Видят муж с женой: никак не уговорить старуху. Пошли к дереву, накопали глины, домой принесли. Взяла старуха глину, давай ее мять. Мнет да приговаривает:
Сказала так старуха, а человечек уже готов, точь-в-точь старуха. Рот раскроет – изо рта серебряные монеты сыплются. Засмотрелись муж с женой, не заметили, как старуха исчезла. Тут только смекнули они, что старуха эта бессмертной была. Живут муж с женой – горя не знают. Прознали про то соседи, которые к востоку от стены жили, Ван Юй-фэн да его жена, подивились. Прежде, когда Лю Чунь-тянь с женой в бедности жили, соседи к ним ни ногой. А сейчас вдруг проведать их надумали.

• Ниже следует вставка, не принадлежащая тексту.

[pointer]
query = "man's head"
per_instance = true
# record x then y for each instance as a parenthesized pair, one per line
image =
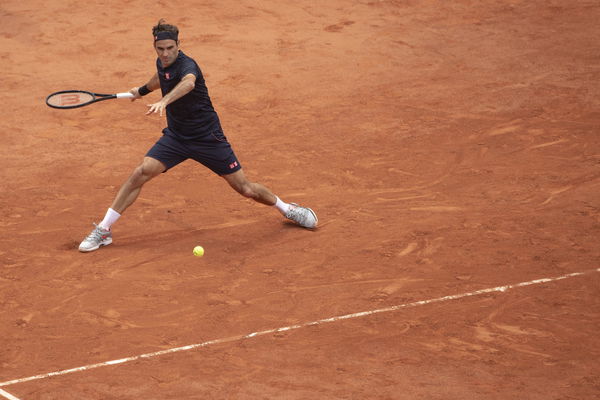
(166, 42)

Вошел Ван Юй-фэн в дом, нет чтобы разговор завести, слово доброе сказать, рыщет по всем углам своими крысиными глазами, то на восток кинет взгляд, то на запад, смотрел, смотрел и высмотрел глиняного человечка. Стоит человечек на столике, изо рта у него серебряные монеты сыплются, звенят. До разговоров ли тут? Увидел Ван Юй-фэн человечка и спрашивает:
– Откуда у вас это сокровище?
Не умеют Лю Чунь-тянь с женой врать, всю правду и выложили. Побежал Ван Юй-фэн домой, все жене рассказал. Взяли они веревку и мать задушили. Теперь, думают, в доме ртом меньше да еще глиняного человечка можно будет заполучить. Выгодное дельце обтяпали! Сели они во дворе, заголосили, а слез нет – слушать тошно. Прилетел ветер, зашумел, загудел, только бы не слышать этих злодеев. Солнце от злости еще желтее стало. Сердито закачалась ветка на вязе. Увидала лиходеев золотая птичка, услыхала их вопли истошные, разгневалась, острый клюв раскрыла, круглыми глазами на них зло смотрит. Опротивело ей слушать их притворный плач. Отряхнула птаха перышки, крылья расправила, вместе с песком да ветром улетела.